First Post

I’ve tried blogging in the past, but in each case I didn’t have any kind of enthusiasm for it.  I was just trying to do what all the cool kids were doing.  I think that may have changed on this go.

About 1 month ago, after a prolonged series of “what do I want to do” crises, I finally justified to myself that enjoying life, enjoying how you spend the majority of your days or at least having a passion for the goals toward which you spend the majority of your time working, is rationally the most fundamental rule one can hold on to even in the midst of absolute uncertainty about anything and everything else.  Inherent in the “enjoy life” rule is a compatibility with every school of thought that I am aware of, whether it be religious, atheistic, economic, etc.  I suppose you have to add in there a certain awareness that ”long-term” enjoyment will generally yield better results than “short term” enjoyment.

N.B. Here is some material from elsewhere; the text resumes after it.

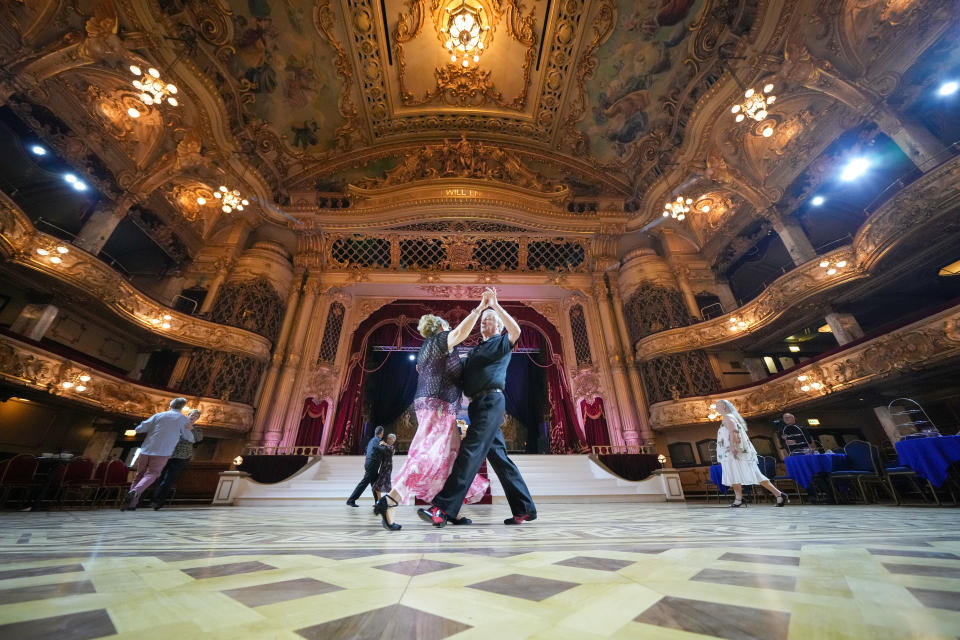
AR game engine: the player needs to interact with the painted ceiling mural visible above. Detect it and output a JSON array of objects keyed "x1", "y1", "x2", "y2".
[{"x1": 578, "y1": 0, "x2": 705, "y2": 165}]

I think the tipping point, as it were, came when I read “Now, Discover Your Strengths” by Marcus Buckingham and Donald O. Clifton, and incidentally, I think everyone should read this in high school.  The premise is that we tend to describe ourselves in terms of negations and abnormalities:  “I’m not good at sports.”  “That person is agoraphobic.”  “I have a problem with math.”  As a result of this negative-based vocabulary, in general we have developed an ability for astute identification of weaknesses, and that skill, combined with the ideal of the “Renaissance Man”, brings us to focus on our weaknesses and how to improve them.  The problem with this “weakness-fixing” is that we tend to ignore our strengths.  The theory goes that by the time you’re around 16 your brain has largely “wired” itself, and as part of that “wiring” process it has pared down the diversity of neural pathways to a handful of primary ones, around 5.  Those primary neural pathways entail the easiest and quickest ways your brain can process information, implying that when presented with information that needs processing your brain tends to send it down one of those 5 processing pipelines.  Combined with the fact that endorphines are released when neural connections are executed, use of these pipelines allows for quite a lot of “feeling good”.  In short, the book says each of us has around 5 of the roughly 34 known “innate talents”, and instead of trying to develop new ones, which physiologically won’t happen after your brain has finished “wiring” itself, we need to identify these innate talents and play to those strengths.  Then, you can take their “Strengths Finder” test that will help you identify your specific set of strengths.

All that to say I finally have a good reason to fully embrace design.  It’s something I have tended towards since I was quite little, but until now I have resisted it out of some misguided sense that I should keep “improving my weaknesses”.  Specifically, I’m into virtual world design.  The context within which players exist inside an MMORPG.  And I’m not talking about cursory ideas, I want to dig deep, considering every possible angle on how to appropriately simulate reality.